The driver has been identified as Michael Butler, 44. He told Harris County deputies the vehicle was on Autopilot, showed no signs of intoxication, and was cooperating with investigators. No charges had been filed as of Sunday.
Surveillance video shows a high-speed run
Surveillance footage shared by Avila Mantilla’s daughter, Jennifer Barbour, and obtained by local outlets shows the Model 3 accelerating down Rose Hollow Lane before striking a curb and plowing through the two-story brick facade. A witness at a nearby party estimated the car was traveling 60 to 70 mph.
“This is the car flying into my home. My mom didn’t deserve this,” Barbour wrote in a post sharing the video.
The home was rendered uninhabitable, and the family — two parents, three young children, and Avila Mantilla — is now in temporary housing. A GoFundMe has been set up.
Investigators say they will pull the vehicle’s event data recorder and onboard logs to determine whether a driver-assistance system was engaged, at what speed, and what inputs the driver made in the seconds before the crash. The driver’s Autopilot claim has not been independently confirmed.
A system already one step from a recall
The federal interest is not happening in a vacuum. In March, NHTSA upgraded its Tesla “Full Self-Driving” investigation to an Engineering Analysis covering roughly 3.2 million vehicles — the last procedural step before the agency can demand a recall. That probe covers 2017-through-2026 Model 3 sedans, the same model involved in the Katy crash.
A separate, still-open NHTSA evaluation covers about 2.88 million Teslas for FSD committing traffic violations like running red lights and crossing into oncoming lanes. Tesla is also under scrutiny for failing to properly report crashes involving Autopilot and FSD.

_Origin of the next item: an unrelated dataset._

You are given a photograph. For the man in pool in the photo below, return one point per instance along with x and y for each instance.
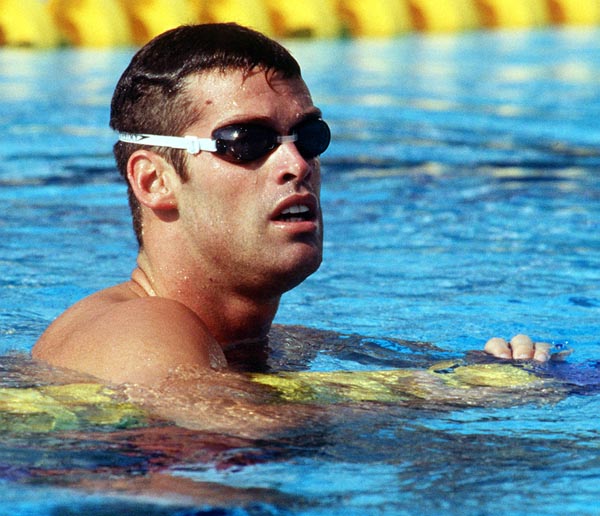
(219, 141)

There’s a naming wrinkle, too. Tesla discontinued “Autopilot” for new vehicles in January 2026 after a California ruling forced it to drop the misleading marketing to avoid a 30-day sales suspension. But millions of existing cars still carry the software, so whether the system was Autopilot or FSD (Supervised) depends on the Model 3’s age. Both are Level 2 systems that require an attentive driver at all times — neither makes a Tesla autonomous.
Electrek’s Take
The federal investigation raises the stakes, but it doesn’t change the core problem. We still don’t know whether a driver-assistance system was actually engaged — that’s Butler’s claim, and the data recorder will settle it. NHTSA getting involved means that data is far more likely to become public, which matters.
What the surveillance video adds is the hardest part. A Model 3 doing 60 to 70 mph down a residential street, missing a turn, and going through the front of a house is not a subtle edge case. If the car was driving itself, this is a catastrophic failure. If it wasn’t, it’s a driver who badly misjudged what his car was doing — and the question becomes why he believed it would make that turn for him.
To me, it looks like a pedal error. However, Tesla’s ADAS system, Autopilot or FSD, might still have been involved. It might have screwed up and the driver might have pressed the wrong pedal trying to correct it.
That belief doesn’t come from nowhere. The names, the marketing, and the easily-gamed driver monitoring all push owners toward exactly the complacency that I’ve written about candidly with FSD v14. The system is good enough to lull you and nowhere near good enough to trust. With an Engineering Analysis already on the books and a fatality now attached to a Tesla in the federal record, the cost of overpromising keeps landing on people who never signed up for it — this time, a grandmother standing in her own living room.